Incomplete typing means functions may return floating rather than float64 even when they clearly return float64.
(N.B.: NumPy runtime is slightly fuzzy about this, since np.dtype(np.floating) gives float64, but with a warning because it is not a good meaning.)
There is now some support for shape typing
Previously, users could add shapes, but these were ignored.
Shape typing should not be used currently, because most functions will return shape-generic results, meaning that even correct shapes types will typically just type checking.
(Users could choose to use this, but probably would need to cast explicitly often.)
There is a mypy specific angle in gh-27957 to both of these, because mypy defaults (but always runs into it) to infer the type at the first assignment. This assignment is likely (e.g. creation) to include the correct shape and float64 type, but later re-assignments will fail.
(I, @seberg, cannot tell how problematic these are, or what options we have to try to make this easier on downstream, short of reverting or including reverting.)
I believe that all cases of unannotated code that were valid with numpy<2.2 but invalid with >=2.2 (such as #27957), are limited to mypy, and do not occur with (based)?pyright.
There are two distinct numpy==2.2.0 changes that could cause this.

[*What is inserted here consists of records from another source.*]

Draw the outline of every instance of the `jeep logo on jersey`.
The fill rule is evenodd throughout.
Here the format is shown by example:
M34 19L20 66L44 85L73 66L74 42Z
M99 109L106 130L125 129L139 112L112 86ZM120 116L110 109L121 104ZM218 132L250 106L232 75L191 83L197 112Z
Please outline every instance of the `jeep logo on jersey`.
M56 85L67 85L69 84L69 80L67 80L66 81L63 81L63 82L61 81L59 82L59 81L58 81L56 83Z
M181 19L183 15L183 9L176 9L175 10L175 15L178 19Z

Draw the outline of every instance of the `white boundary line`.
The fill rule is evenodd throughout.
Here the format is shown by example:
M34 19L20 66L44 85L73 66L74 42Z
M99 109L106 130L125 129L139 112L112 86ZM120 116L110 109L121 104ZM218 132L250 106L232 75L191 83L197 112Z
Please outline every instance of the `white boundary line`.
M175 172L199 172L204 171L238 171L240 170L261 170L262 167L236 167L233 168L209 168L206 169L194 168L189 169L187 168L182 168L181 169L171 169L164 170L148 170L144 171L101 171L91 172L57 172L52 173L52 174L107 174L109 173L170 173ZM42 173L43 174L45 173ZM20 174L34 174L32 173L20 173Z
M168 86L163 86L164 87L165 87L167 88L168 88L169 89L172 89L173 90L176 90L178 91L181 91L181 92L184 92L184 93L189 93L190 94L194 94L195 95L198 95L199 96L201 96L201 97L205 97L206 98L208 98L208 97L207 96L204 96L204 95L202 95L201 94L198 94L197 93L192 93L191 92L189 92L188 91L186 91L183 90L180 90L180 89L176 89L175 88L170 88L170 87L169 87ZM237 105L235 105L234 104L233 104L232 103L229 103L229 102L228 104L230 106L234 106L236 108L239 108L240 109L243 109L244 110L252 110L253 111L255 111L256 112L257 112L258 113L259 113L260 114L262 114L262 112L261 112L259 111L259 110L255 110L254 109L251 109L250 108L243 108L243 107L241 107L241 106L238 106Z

One is related to the ongoing work to support shape-typing, and the other has to do with changes made to float64 and complex128. Both these cases are only an issue for mypy users. But all that's needed to fix this, is to help mypy a bit by add a single type annotation.
shape-typing
The shape-typing mypy issues are all caused by #27211, which changed the shape-type "default" of ndarray from Any to tuple[int, ...]. Without this change, shape-typing simply wouldn't be possible to achieve practice (which has to do with the undefined behavior of @overload in the presence of Any).
With numpy>=2.2.0, the following (valid) code will cause mypy (and only mypy) to report an error:
importnumpyasnpx=np.arange(2)
x=x+1
Incompatible types in assignment (expression has type "ndarray[tuple[int, ...], dtype[signedinteger[Any]]]", variable has type "ndarray[tuple[int], dtype[signedinteger[Any]]]")
Since numpy 2.2.0, the return type of np.arange(2) is an ndarray with a 1-dimensional shape-type, i.e. ndarray[tuple[int], dtype[signedinteger]].
But x + 1 does not (yet) take the shape-types of the input into account, and in this case returns NDArray[signedinteger], which resolves to ndarray[tuple[int, ...], dtype[signedinteger]].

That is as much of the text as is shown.